文学へ贈られたの最高のオマージュ
2005-10-07
Coup de coeur
「Quatre soldats 」
著者 : Hubert Mingarelli
出版社 : Seuil,.Collection : Points
ISBNコード : 2020631199
表装 : ペーパーバック(11x1x18)208頁
| 本の内容 | ☆☆☆ | 18/20 |
| フランス語難易度 | # | 易しい |
| 読みごごち | ♪♪♪ | .すらすら読めました |
(上記評価は、個人的な物なので、あくまでも目安としてご参考下さい)
この物語の語り手は、ルーマニア軍、ポーランド軍に追われ退却するロシアの赤軍兵士、Benia。
冬の間は、身動きが取れないのため、彼が所属する隊は、森で、冬を越す事になり、兵士たちはグループに分かれて、各グループごとに冬の間住む小屋を建てることになります。
Benia は、機転が利く Pavel、力持ちで、ちょっと頭の回転が遅いウズベキスタン人の Kyabine 、慎み深くおとなしいけど、射撃の腕は抜群の Sifraと共に小屋を建て、そこで、彼らと共に冬を過ごします。

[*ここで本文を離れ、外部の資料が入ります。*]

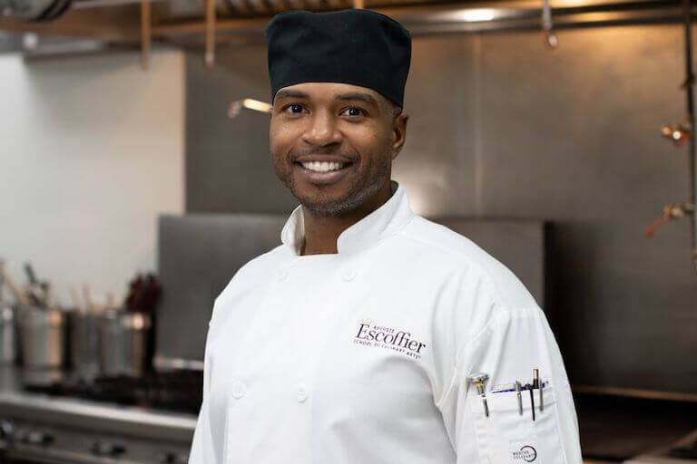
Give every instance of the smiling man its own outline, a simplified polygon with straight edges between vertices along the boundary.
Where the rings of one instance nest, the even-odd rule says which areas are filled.
[[[544,313],[391,179],[408,32],[351,9],[266,33],[270,151],[300,205],[215,301],[189,462],[579,464]]]

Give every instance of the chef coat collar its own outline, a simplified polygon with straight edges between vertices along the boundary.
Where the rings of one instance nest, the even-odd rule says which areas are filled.
[[[393,193],[388,201],[339,236],[339,255],[349,255],[368,248],[399,230],[412,218],[414,212],[404,188],[395,180],[390,180],[390,185]],[[300,256],[304,237],[302,205],[299,205],[283,226],[280,240],[290,248],[293,255]]]

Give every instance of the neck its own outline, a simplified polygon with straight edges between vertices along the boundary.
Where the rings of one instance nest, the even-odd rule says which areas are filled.
[[[337,240],[341,232],[380,208],[392,196],[392,182],[388,181],[368,201],[340,216],[318,216],[302,208],[305,242],[300,255],[338,253]]]

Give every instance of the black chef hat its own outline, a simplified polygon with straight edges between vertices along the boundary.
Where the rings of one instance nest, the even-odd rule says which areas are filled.
[[[368,87],[403,106],[411,62],[411,36],[378,12],[290,10],[266,26],[271,100],[279,89],[301,82]]]

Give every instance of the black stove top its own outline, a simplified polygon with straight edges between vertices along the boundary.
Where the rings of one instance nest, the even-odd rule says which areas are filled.
[[[49,385],[25,385],[27,392],[82,398],[128,406],[198,414],[202,401],[201,371],[152,372],[142,377],[97,376],[91,382],[66,376]]]

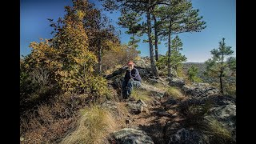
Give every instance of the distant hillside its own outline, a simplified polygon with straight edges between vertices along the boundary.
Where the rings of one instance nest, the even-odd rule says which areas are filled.
[[[198,68],[198,76],[199,78],[201,78],[204,82],[218,82],[218,78],[206,77],[203,74],[204,71],[206,69],[206,66],[204,62],[184,62],[183,63],[183,70],[186,74],[187,70],[189,70],[189,68],[192,65],[194,65],[194,66]],[[235,82],[235,78],[234,77],[229,78],[228,82]]]

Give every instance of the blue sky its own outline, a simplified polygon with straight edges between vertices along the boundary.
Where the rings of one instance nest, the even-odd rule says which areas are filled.
[[[90,1],[101,7],[97,1]],[[39,38],[50,38],[52,28],[46,18],[57,20],[64,15],[64,6],[71,5],[71,0],[21,0],[20,2],[20,55],[30,53],[29,44],[39,42]],[[199,9],[199,15],[203,16],[207,27],[198,33],[180,34],[183,42],[182,53],[187,58],[187,62],[203,62],[211,57],[210,50],[218,47],[218,42],[226,38],[227,46],[236,51],[236,1],[235,0],[192,0],[193,7]],[[125,29],[116,24],[120,13],[105,12],[112,19],[113,24],[122,31],[121,42],[127,43],[130,35],[124,34]],[[174,35],[173,36],[173,38]],[[141,38],[141,39],[146,39]],[[162,44],[159,54],[165,54],[167,49]],[[139,43],[138,50],[142,56],[150,55],[149,44]]]

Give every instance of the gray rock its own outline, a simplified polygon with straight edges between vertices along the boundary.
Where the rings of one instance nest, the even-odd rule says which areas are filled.
[[[148,106],[142,100],[140,99],[137,102],[129,102],[127,103],[127,107],[130,113],[138,114],[142,111],[146,111]]]
[[[120,144],[154,144],[152,138],[146,134],[134,128],[124,128],[113,134]]]
[[[205,134],[182,128],[170,136],[168,144],[204,144],[208,141]]]
[[[187,85],[184,85],[182,88],[182,90],[184,91],[184,93],[186,94],[192,94],[192,90],[193,90],[193,88],[190,87],[189,86]]]
[[[169,78],[169,85],[171,86],[177,86],[179,88],[182,88],[185,85],[185,82],[179,78]]]
[[[215,118],[215,119],[221,122],[222,126],[229,130],[230,132],[235,134],[236,130],[236,105],[228,104],[214,107],[210,109],[210,115],[206,116]],[[235,137],[235,134],[234,135]]]
[[[174,69],[170,68],[170,78],[177,78],[177,77],[178,77],[177,71]]]

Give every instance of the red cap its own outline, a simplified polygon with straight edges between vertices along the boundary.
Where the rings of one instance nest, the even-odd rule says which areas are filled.
[[[133,65],[134,64],[134,62],[131,62],[131,61],[130,61],[128,63],[127,63],[127,65],[128,66],[130,66],[130,65]]]

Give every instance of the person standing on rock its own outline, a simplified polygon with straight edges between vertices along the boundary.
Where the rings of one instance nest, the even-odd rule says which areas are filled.
[[[138,70],[134,68],[134,63],[129,62],[127,65],[128,69],[122,84],[122,96],[125,99],[130,96],[134,86],[139,87],[142,85],[142,78]]]

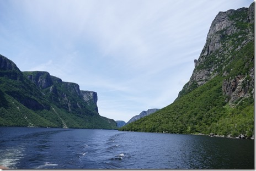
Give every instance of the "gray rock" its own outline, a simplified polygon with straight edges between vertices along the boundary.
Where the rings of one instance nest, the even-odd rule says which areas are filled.
[[[131,118],[131,119],[129,120],[129,121],[127,122],[126,124],[130,124],[130,123],[132,123],[133,122],[135,122],[137,120],[138,120],[143,117],[145,117],[146,116],[147,116],[150,114],[151,114],[159,110],[159,109],[148,109],[147,111],[142,111],[141,112],[141,113],[140,113],[139,115],[136,115]]]

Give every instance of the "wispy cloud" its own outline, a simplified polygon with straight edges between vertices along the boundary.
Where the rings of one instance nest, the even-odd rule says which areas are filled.
[[[0,50],[22,70],[46,70],[99,96],[128,121],[177,97],[219,11],[244,0],[0,1]]]

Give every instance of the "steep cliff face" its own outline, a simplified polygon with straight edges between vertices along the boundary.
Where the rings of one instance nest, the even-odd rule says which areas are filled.
[[[253,3],[249,8],[218,13],[212,23],[199,58],[195,60],[192,76],[178,98],[219,75],[226,78],[222,90],[223,93],[229,97],[227,100],[230,103],[241,97],[252,95],[254,58],[247,57],[246,60],[248,61],[244,71],[241,73],[237,70],[237,75],[232,71],[237,68],[229,65],[235,60],[234,54],[254,40],[254,8]]]
[[[95,92],[46,71],[22,72],[0,56],[0,126],[115,129],[100,116]]]
[[[115,122],[116,123],[118,128],[121,128],[126,124],[124,120],[116,120]]]
[[[77,84],[63,82],[46,71],[24,71],[23,73],[41,90],[50,101],[62,104],[70,112],[72,110],[78,112],[86,107],[98,114],[98,98],[95,92],[80,90]]]
[[[22,73],[10,60],[0,54],[0,76],[6,76],[13,80],[22,79]]]
[[[136,121],[141,118],[142,118],[146,116],[149,115],[151,114],[152,114],[157,111],[159,110],[159,109],[148,109],[147,111],[142,111],[140,113],[140,114],[137,115],[136,116],[133,117],[129,120],[126,123],[126,124],[129,124],[133,122]]]
[[[254,13],[218,13],[174,102],[120,130],[254,139]]]

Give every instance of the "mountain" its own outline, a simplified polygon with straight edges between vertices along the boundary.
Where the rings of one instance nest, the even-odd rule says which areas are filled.
[[[116,120],[115,122],[116,123],[118,128],[121,128],[126,124],[125,122],[123,120]]]
[[[22,72],[0,55],[0,126],[116,129],[97,102],[95,92],[46,71]]]
[[[253,137],[254,23],[254,3],[219,12],[174,102],[120,130]]]
[[[142,118],[143,117],[149,115],[150,114],[152,114],[157,112],[158,110],[159,109],[148,109],[147,111],[143,111],[141,112],[141,113],[140,113],[140,114],[137,115],[131,118],[131,119],[130,119],[129,121],[127,122],[126,124],[129,124],[133,122],[136,121],[137,120]]]

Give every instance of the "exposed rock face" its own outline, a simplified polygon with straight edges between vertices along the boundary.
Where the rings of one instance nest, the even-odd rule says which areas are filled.
[[[50,74],[45,71],[35,71],[35,74],[29,75],[28,78],[41,89],[44,89],[53,85]]]
[[[232,62],[232,54],[238,52],[254,38],[254,4],[252,3],[248,8],[218,13],[211,24],[206,42],[198,60],[194,60],[195,69],[190,80],[183,87],[178,98],[216,75],[230,76],[230,70],[227,69],[226,66]],[[250,67],[249,73],[241,73],[223,81],[223,92],[230,97],[227,100],[230,103],[239,97],[253,94],[254,66]]]
[[[99,115],[97,98],[47,72],[22,72],[0,55],[0,126],[116,129]]]
[[[20,80],[22,73],[10,59],[0,54],[0,76],[7,76],[12,80]]]
[[[122,126],[125,125],[126,123],[123,120],[116,120],[116,126],[118,128],[121,128]]]
[[[63,82],[61,79],[51,76],[46,71],[25,71],[23,73],[42,90],[44,94],[52,93],[52,96],[49,96],[51,100],[61,102],[70,112],[74,109],[81,109],[84,105],[98,113],[97,93],[95,92],[80,90],[77,84]],[[82,100],[83,104],[74,100],[75,96]]]
[[[142,118],[143,117],[145,117],[146,116],[147,116],[151,114],[152,114],[157,111],[159,110],[159,109],[148,109],[147,111],[142,111],[141,112],[141,113],[140,113],[139,115],[136,115],[131,118],[131,119],[129,120],[126,123],[126,124],[130,124],[130,123],[132,123],[133,122],[135,122],[137,120],[138,120],[141,118]]]
[[[98,112],[97,107],[98,96],[97,93],[90,91],[80,91],[81,96],[88,105],[94,106],[94,110]]]

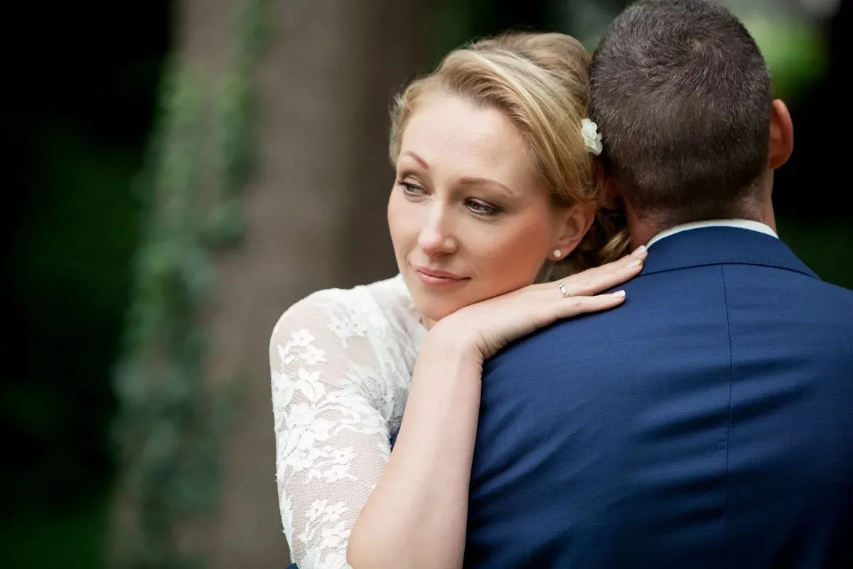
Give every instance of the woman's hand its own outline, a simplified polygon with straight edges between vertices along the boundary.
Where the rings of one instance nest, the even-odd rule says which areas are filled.
[[[601,267],[466,306],[443,318],[430,334],[440,334],[457,347],[473,349],[484,360],[488,359],[516,338],[560,318],[622,304],[625,299],[624,291],[598,293],[636,276],[642,270],[647,254],[646,247],[641,247],[630,255]]]

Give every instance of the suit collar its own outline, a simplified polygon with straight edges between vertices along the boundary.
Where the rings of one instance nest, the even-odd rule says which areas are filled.
[[[711,264],[755,264],[818,278],[785,243],[734,227],[705,227],[668,236],[649,248],[643,275]]]

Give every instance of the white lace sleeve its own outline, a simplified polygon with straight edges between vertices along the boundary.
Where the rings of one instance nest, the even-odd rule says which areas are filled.
[[[391,452],[370,315],[340,293],[294,305],[270,342],[279,506],[299,569],[349,566],[350,531]]]

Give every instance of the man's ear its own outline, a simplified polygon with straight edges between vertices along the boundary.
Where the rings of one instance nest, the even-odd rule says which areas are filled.
[[[794,126],[788,107],[776,99],[770,106],[770,169],[788,161],[794,150]]]

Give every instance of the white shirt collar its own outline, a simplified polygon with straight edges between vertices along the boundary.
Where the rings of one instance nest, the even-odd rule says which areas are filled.
[[[752,221],[751,219],[708,219],[706,221],[694,221],[689,224],[682,224],[682,225],[676,225],[668,229],[664,229],[654,237],[652,237],[648,243],[646,244],[646,247],[652,247],[652,245],[661,239],[674,235],[676,233],[689,231],[690,229],[699,229],[704,227],[736,227],[741,229],[757,231],[758,233],[763,233],[764,235],[779,239],[779,235],[770,229],[769,225],[766,225],[760,221]]]

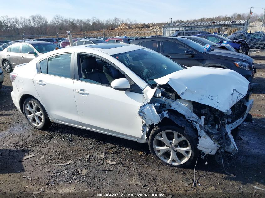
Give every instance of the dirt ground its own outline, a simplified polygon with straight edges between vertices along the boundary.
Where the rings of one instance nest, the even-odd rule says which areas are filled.
[[[129,193],[148,196],[161,193],[169,198],[196,195],[193,193],[201,197],[265,197],[264,191],[254,188],[265,189],[265,128],[262,128],[265,126],[265,69],[262,69],[265,67],[262,65],[251,96],[254,124],[242,124],[239,151],[224,161],[226,171],[235,176],[226,173],[214,156],[199,158],[195,174],[200,185],[195,187],[190,183],[194,167],[161,164],[146,144],[57,124],[45,131],[33,129],[13,104],[12,85],[5,73],[0,90],[0,197],[96,197],[95,193],[120,193],[124,197],[134,196]],[[32,154],[35,156],[24,158]],[[82,175],[84,169],[87,173]],[[135,181],[140,183],[130,184]]]

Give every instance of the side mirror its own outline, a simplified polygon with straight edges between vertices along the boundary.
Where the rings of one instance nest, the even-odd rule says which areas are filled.
[[[119,90],[124,90],[131,87],[129,81],[125,78],[114,80],[111,82],[110,85],[114,89]]]
[[[185,55],[186,56],[192,56],[194,55],[193,50],[188,50],[185,52]]]
[[[37,55],[37,53],[34,51],[31,51],[30,52],[28,52],[28,53],[29,54],[34,54],[34,55]]]

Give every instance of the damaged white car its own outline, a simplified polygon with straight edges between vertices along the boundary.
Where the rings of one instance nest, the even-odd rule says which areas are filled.
[[[200,152],[236,153],[236,129],[253,104],[248,81],[235,71],[184,69],[135,45],[53,51],[16,67],[10,79],[14,104],[37,128],[55,122],[148,142],[155,158],[176,166]]]

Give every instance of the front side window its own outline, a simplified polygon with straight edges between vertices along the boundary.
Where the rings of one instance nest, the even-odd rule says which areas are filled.
[[[164,41],[163,42],[164,53],[184,54],[189,49],[176,42]]]
[[[154,79],[184,69],[176,62],[147,48],[112,56],[153,87],[157,84]]]
[[[61,48],[53,43],[44,43],[36,44],[32,44],[32,46],[37,51],[41,53],[44,53],[50,52],[56,49],[61,49]]]
[[[110,85],[114,80],[125,78],[114,66],[100,58],[81,54],[78,57],[80,80]]]
[[[10,49],[10,52],[16,52],[16,53],[20,53],[20,45],[13,45],[11,47],[11,49]]]
[[[21,53],[28,53],[29,52],[34,52],[35,51],[29,45],[23,44],[21,48]]]
[[[40,62],[41,72],[44,74],[70,78],[71,54],[56,55]]]
[[[158,46],[158,41],[145,41],[141,43],[140,45],[149,48],[153,50],[154,51],[157,51],[157,48]]]

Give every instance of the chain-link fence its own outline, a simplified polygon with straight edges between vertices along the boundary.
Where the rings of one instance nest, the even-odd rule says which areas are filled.
[[[152,31],[134,31],[132,29],[124,31],[114,30],[110,32],[105,30],[91,33],[85,32],[83,33],[72,33],[73,38],[111,38],[118,36],[126,36],[128,37],[143,37],[150,36],[172,36],[174,34],[177,36],[192,36],[201,34],[212,34],[205,36],[205,38],[217,44],[221,44],[224,39],[218,37],[223,36],[232,41],[245,40],[248,43],[252,53],[265,51],[265,26],[223,27],[212,26],[210,27],[164,27],[161,29]],[[21,35],[18,36],[0,36],[1,41],[31,40],[40,38],[67,38],[66,34],[58,34],[50,35]]]

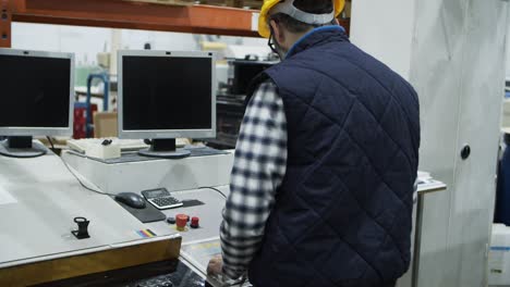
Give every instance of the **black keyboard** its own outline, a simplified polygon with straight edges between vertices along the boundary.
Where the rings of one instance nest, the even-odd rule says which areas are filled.
[[[206,157],[206,155],[220,155],[220,154],[228,154],[227,151],[212,149],[209,147],[204,148],[187,148],[191,152],[190,157]]]

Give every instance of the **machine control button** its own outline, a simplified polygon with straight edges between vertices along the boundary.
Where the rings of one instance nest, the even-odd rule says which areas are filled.
[[[198,221],[199,221],[198,217],[196,217],[196,216],[192,217],[192,223],[190,224],[190,226],[192,228],[198,228],[199,227]]]

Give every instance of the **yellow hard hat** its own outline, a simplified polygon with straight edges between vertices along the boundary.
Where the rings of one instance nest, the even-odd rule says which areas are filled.
[[[345,5],[345,0],[332,0],[335,5],[335,16],[337,17],[340,12],[342,12],[343,7]],[[264,38],[269,38],[270,30],[267,23],[269,11],[278,3],[282,2],[281,0],[264,0],[264,4],[260,9],[260,15],[258,16],[258,34]]]

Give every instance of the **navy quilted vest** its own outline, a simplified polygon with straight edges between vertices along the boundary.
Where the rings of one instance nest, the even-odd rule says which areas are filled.
[[[288,166],[250,280],[391,286],[410,265],[416,92],[339,26],[308,33],[266,76],[283,99]]]

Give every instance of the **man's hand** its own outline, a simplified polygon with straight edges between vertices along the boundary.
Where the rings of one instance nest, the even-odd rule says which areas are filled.
[[[223,267],[223,259],[221,255],[216,255],[211,260],[209,260],[209,264],[207,265],[207,275],[216,276],[221,274],[221,269]]]

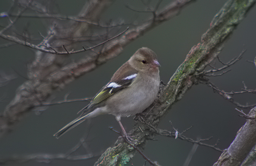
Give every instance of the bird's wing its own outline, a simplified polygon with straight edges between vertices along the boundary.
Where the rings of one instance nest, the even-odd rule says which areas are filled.
[[[78,113],[99,104],[116,92],[130,86],[136,78],[138,72],[135,69],[125,70],[123,70],[122,68],[128,65],[130,65],[125,64],[119,68],[113,75],[110,82],[95,95],[90,104]]]

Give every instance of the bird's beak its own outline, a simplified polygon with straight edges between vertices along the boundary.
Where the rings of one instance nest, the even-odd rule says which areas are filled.
[[[154,60],[151,66],[152,67],[161,67],[161,65],[160,65],[160,64],[157,61]]]

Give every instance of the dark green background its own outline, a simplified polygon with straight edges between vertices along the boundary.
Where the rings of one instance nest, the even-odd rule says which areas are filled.
[[[8,1],[0,2],[0,12],[8,10],[9,2]],[[78,13],[85,3],[78,0],[58,0],[55,2],[58,4],[60,14],[73,16]],[[169,2],[169,1],[163,1],[159,8]],[[191,4],[178,16],[133,42],[118,57],[71,82],[64,89],[56,92],[54,95],[55,100],[63,99],[65,94],[69,92],[71,92],[69,96],[70,99],[93,96],[107,83],[119,67],[142,47],[151,48],[157,54],[162,65],[160,69],[161,79],[167,83],[191,48],[200,42],[201,35],[209,28],[212,19],[225,2],[225,1],[220,0],[198,0]],[[125,4],[138,9],[143,9],[138,1],[116,1],[104,13],[104,19],[105,20],[112,19],[113,20],[122,19],[126,22],[136,20],[139,22],[150,16],[149,14],[131,11],[124,7]],[[215,85],[225,91],[240,90],[243,88],[243,81],[248,88],[256,88],[255,66],[245,61],[253,61],[256,56],[256,9],[253,8],[225,44],[225,47],[220,55],[221,59],[226,62],[238,56],[243,49],[247,50],[242,60],[231,67],[231,71],[223,76],[210,78]],[[38,35],[38,30],[45,33],[47,27],[45,22],[42,23],[38,19],[31,19],[28,22],[28,29],[31,34]],[[17,25],[22,29],[21,27],[27,22],[28,21],[21,20]],[[5,23],[4,19],[0,19],[1,25],[5,25]],[[0,40],[1,44],[6,42]],[[2,49],[0,52],[0,70],[12,72],[12,68],[14,68],[22,75],[26,76],[26,64],[33,59],[33,51],[24,47],[16,45]],[[84,56],[85,54],[71,56],[77,59]],[[215,62],[215,66],[221,66],[217,61]],[[7,103],[0,104],[1,112],[13,98],[16,88],[25,81],[18,76],[7,85],[0,87],[0,95],[7,93],[8,97],[6,100],[8,101]],[[243,104],[256,102],[255,95],[250,94],[239,95],[235,99]],[[99,116],[88,123],[84,123],[58,140],[52,136],[61,127],[75,118],[77,112],[87,103],[78,102],[51,106],[40,116],[31,112],[18,124],[13,132],[1,138],[0,158],[33,153],[65,153],[77,143],[85,132],[88,132],[88,126],[90,129],[88,143],[93,152],[104,150],[113,146],[118,135],[110,130],[108,127],[113,126],[118,130],[120,129],[115,117],[110,115]],[[212,140],[208,142],[214,144],[217,139],[220,139],[218,146],[224,149],[229,146],[237,132],[245,121],[244,118],[237,116],[238,113],[234,110],[236,108],[238,107],[214,93],[206,85],[194,85],[172,108],[159,127],[171,130],[170,120],[180,132],[193,125],[194,127],[185,133],[187,136],[195,139],[198,137],[204,138],[213,136]],[[244,110],[248,112],[247,110]],[[132,118],[123,118],[122,121],[127,131],[132,129],[134,124]],[[91,123],[90,124],[89,122]],[[193,146],[192,144],[163,137],[156,137],[156,138],[158,141],[149,141],[144,151],[146,155],[163,166],[182,165]],[[81,150],[77,154],[85,153],[86,153],[85,150]],[[199,146],[190,165],[212,165],[220,154],[220,152],[209,148]],[[53,160],[50,164],[93,165],[98,157],[74,161]],[[144,164],[144,160],[138,154],[132,162],[135,166],[141,166]],[[47,165],[34,161],[9,164],[9,165]],[[131,163],[128,165],[131,165]],[[148,163],[146,165],[149,165]]]

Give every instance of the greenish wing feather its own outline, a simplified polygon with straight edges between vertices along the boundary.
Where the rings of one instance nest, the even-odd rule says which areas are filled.
[[[129,87],[131,85],[132,81],[135,78],[135,77],[131,79],[122,79],[119,81],[115,81],[114,82],[115,84],[120,85],[119,87],[107,87],[108,85],[111,83],[111,82],[109,83],[95,96],[91,103],[85,109],[90,108],[106,99],[120,90]]]
[[[111,89],[110,89],[108,88],[105,88],[99,92],[93,98],[90,105],[93,105],[97,104],[112,95],[114,93],[111,92]]]

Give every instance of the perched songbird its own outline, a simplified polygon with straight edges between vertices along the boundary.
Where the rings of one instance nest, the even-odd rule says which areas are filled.
[[[142,112],[153,102],[159,88],[160,67],[154,52],[146,47],[139,49],[79,112],[82,112],[81,115],[53,136],[58,138],[86,119],[108,114],[116,117],[124,136],[129,138],[121,117]]]

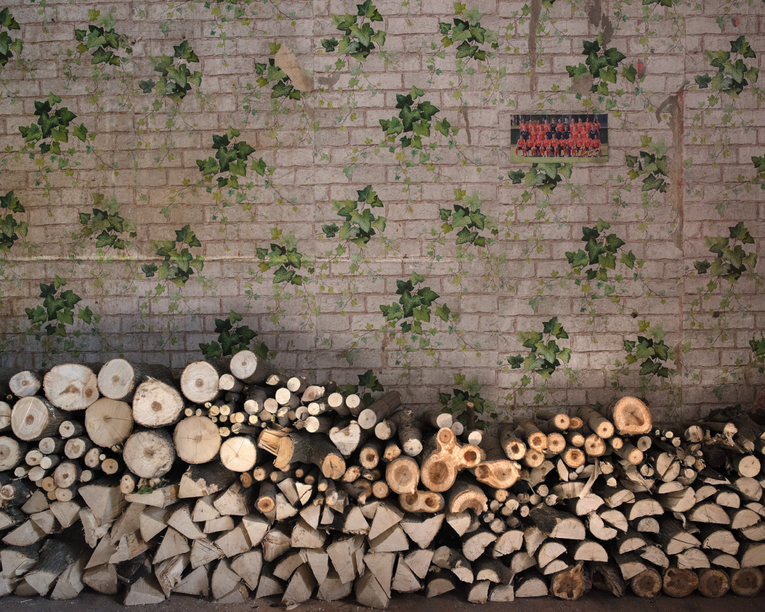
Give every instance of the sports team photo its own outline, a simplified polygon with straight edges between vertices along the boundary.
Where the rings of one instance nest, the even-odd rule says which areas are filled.
[[[513,115],[510,161],[602,163],[608,161],[608,115]]]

4人の兵士は、Pavelの知恵と、サイコロ遊びとたばこで、厳しい冬を乗り切ります。
やがて春が訪れ、4人は、冬の間彼らと同じ様に、森に立てた小屋で暮らしていた他の兵士達と共に 、森を離れ、テントで暮らす様になります。
そして、上官の命令で、戦闘前の短い休息を満喫するBenia達のグループに、ノートと鉛筆をいつも身から離さない、Evdokim という少年兵士が加わることになります。
最初は、Evdokim を警戒していた4人でしたが、やがて、文盲の彼らは、Evdokim に彼らの思い出を記録する事を依頼する様になります。
ちょっと、とぼけた口調で、淡々と、4人の兵士の日常が語られます。
かなり、厳しい、悲劇的な状況なのですが、Beniaの口を通ると、彼らが経験している辛酸は、全く当たり前の事のみたいに、
そして、現在の私達の生活から見たら、語るにも及ばない微々たる事が、とてつもなく貴重な物の様に思えてきます。
彼らが今までどんな悲惨な生活を送っていたのかが、行間からにじみ出てきて、胸を絞られる様な気持ちになりました。
だけど、この本を読んでいる間、
「地味で、取りたてた所のない、この小説がどうして、2003年のMedicisを受賞したの?」
という問いが、何度も、頭に浮かびました。
そう、ラストを読むまでは・・・
Mingarelliの作品は、いつもラストがいい、それが念頭にあったにもかかわらず、不意をつかれ、心が震えて、涙が止まらなかったラスト!
感動という言葉で、表現しきれない、思いを感じる事が出来ました。
文章を綴ることが出来るという事が、こんなに、贅沢な事だったなんて!今まで生きていて気が付かなかった!
今までずっと気づかずに生きて来たけれど、書くという行為は、人生の一番美しい時間を永遠に保存出来るって事だったのね。
文字を書けるという境遇に生まれた幸運を、この作品を読んで改めて、かみ締める事が出来ました。
この小説は、文学へ贈られたの最高のオマージュだと思います。